1. Use a timer
If you’re anything like myself, you often find yourself rushing out the door in the morning only to find that the holiday lights are still on! If you’re turning your lights on each day around 6 p.m. and not turning them off until you’re heading out the door at 8 a.m., you’ve left your lights running for 14 hours—far beyond the 6 hours of daily use that most professionals recommend. Unfortunately, the only ones enjoying those lights in the wee hours of the morning are the squirrels and the birds, and you’re the one getting stuck with the bill! Instead, pick up an inexpensive timer that will automatically turn the lights on when the sun goes down and off after you’ve gone to bed, keeping you right around that 6-hour mark.
2. Use fiber optic displays
If you’re looking for the ultimate energy-efficient decorations, look no further than fiber optics. Fiber optic displays and trees are usually powered by a single bulb from the base, which emits the light throughout the tree or display. Not only do these fiber optic trees create various lighting effects, but they actually use as much as 90% less electricity than trees lit with incandescent lights.
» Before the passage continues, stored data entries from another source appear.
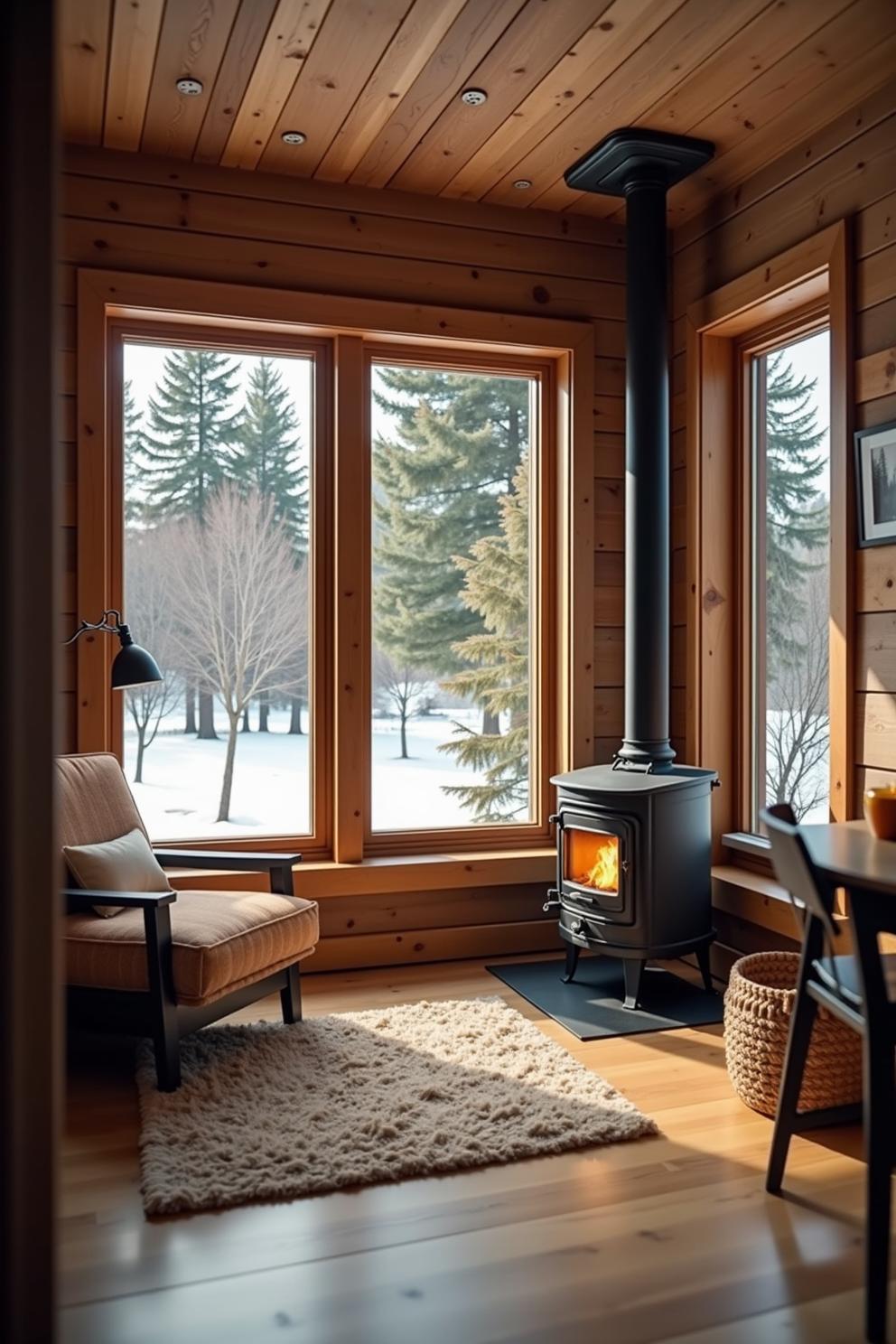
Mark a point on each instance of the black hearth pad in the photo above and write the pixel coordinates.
(590, 1007)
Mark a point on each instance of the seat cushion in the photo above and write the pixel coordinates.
(841, 975)
(222, 939)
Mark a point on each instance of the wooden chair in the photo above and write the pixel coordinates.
(170, 963)
(860, 991)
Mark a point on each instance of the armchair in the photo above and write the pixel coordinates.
(171, 963)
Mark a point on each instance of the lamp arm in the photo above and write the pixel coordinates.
(98, 625)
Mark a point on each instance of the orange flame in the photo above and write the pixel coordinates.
(605, 871)
(594, 861)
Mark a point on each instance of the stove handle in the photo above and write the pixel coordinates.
(556, 820)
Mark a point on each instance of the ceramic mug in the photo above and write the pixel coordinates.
(880, 811)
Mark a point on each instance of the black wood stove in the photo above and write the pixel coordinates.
(634, 836)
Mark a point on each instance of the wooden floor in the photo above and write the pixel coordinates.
(667, 1238)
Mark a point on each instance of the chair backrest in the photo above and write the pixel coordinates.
(794, 868)
(93, 800)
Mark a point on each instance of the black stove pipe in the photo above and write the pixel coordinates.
(641, 165)
(648, 530)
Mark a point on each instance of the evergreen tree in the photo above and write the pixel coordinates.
(266, 456)
(184, 454)
(797, 522)
(132, 443)
(185, 446)
(496, 588)
(437, 492)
In addition to the cost savings, fiber optic trees are easy to maintain, require no additional lights and can last for years. Not to mention they can make for some pretty snazzy displays!
3. Switch to LED lights
Although LED lights cost more to purchase than traditional lights, their savings make up for it. In fact, LED lights actually use 90% less electricity than traditional incandescent lights! Let’s say your display consists of two decorations: a wreath that lights up and 10 strands of lights. With this display, you would be using approximately 635 watts with incandescent lights. However, if you had those same lights in LED, you would only be using approximately 96 watts! If you’re paying 11.3 cents per kilowatt, you’re saving yourself about $10.
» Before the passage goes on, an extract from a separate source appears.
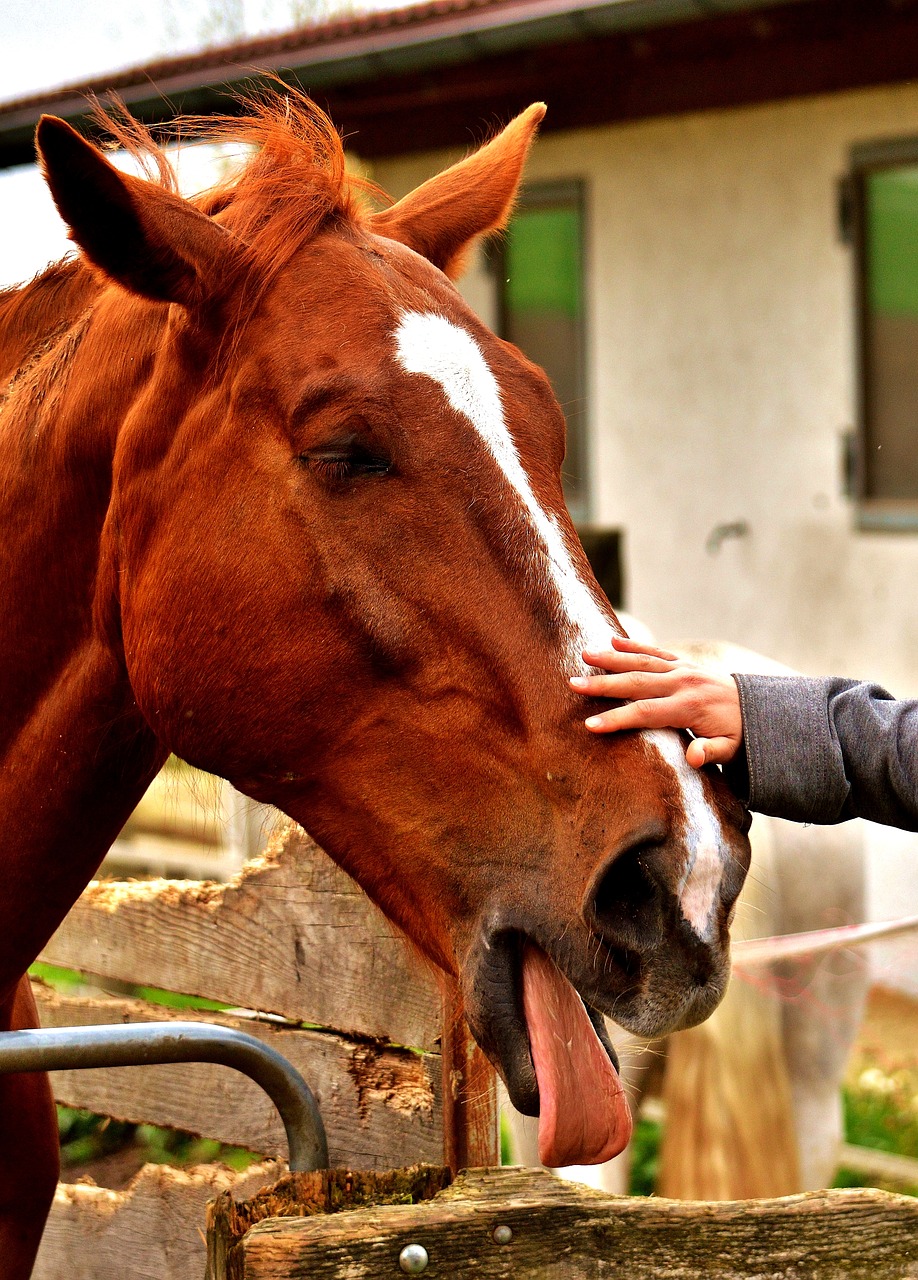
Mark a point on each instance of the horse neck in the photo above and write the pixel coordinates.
(74, 752)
However, the real savings with LED lights comes from their durability. LED lights don’t get hot, which not only makes them much safer, but it means that bulbs don’t burn out so those frustrating afternoons of checking bulbs to figure out why the whole strand went out is a thing of the past! Another perk to LED lights is that they last up to 100,000 hours compared to an average of just 2,000 hours with incandescent. Although you may have to pay more when purchasing those LEDs, you can expect to be decorating your house with those same strands of lights for the next 7–10 years!
4. Tone it down
If you tend to take your holiday decorating tips from Clark Griswold, you’re probably burning through a lot more electricity than you realize! And although you may get a kick out of cars lining up on your street to check out your display, you won’t enjoy it so much once you get that big bill. Instead, opt for a smaller display and decorations that use less electricity. An easy way to calculate your holiday lighting costs is to figure out how many watts each item or strand of lights uses and go from there. For every 2,500 watts that you’re using, you’re spending appropriately 30 cents per hour to have them lit up using traditional incandescent lights. This means that if you’ve got a large setup that’s burning through 10,000 watts and you’re keeping it lit for 6 hours a day for 30 days, you’re spending over $200 on your lighting display!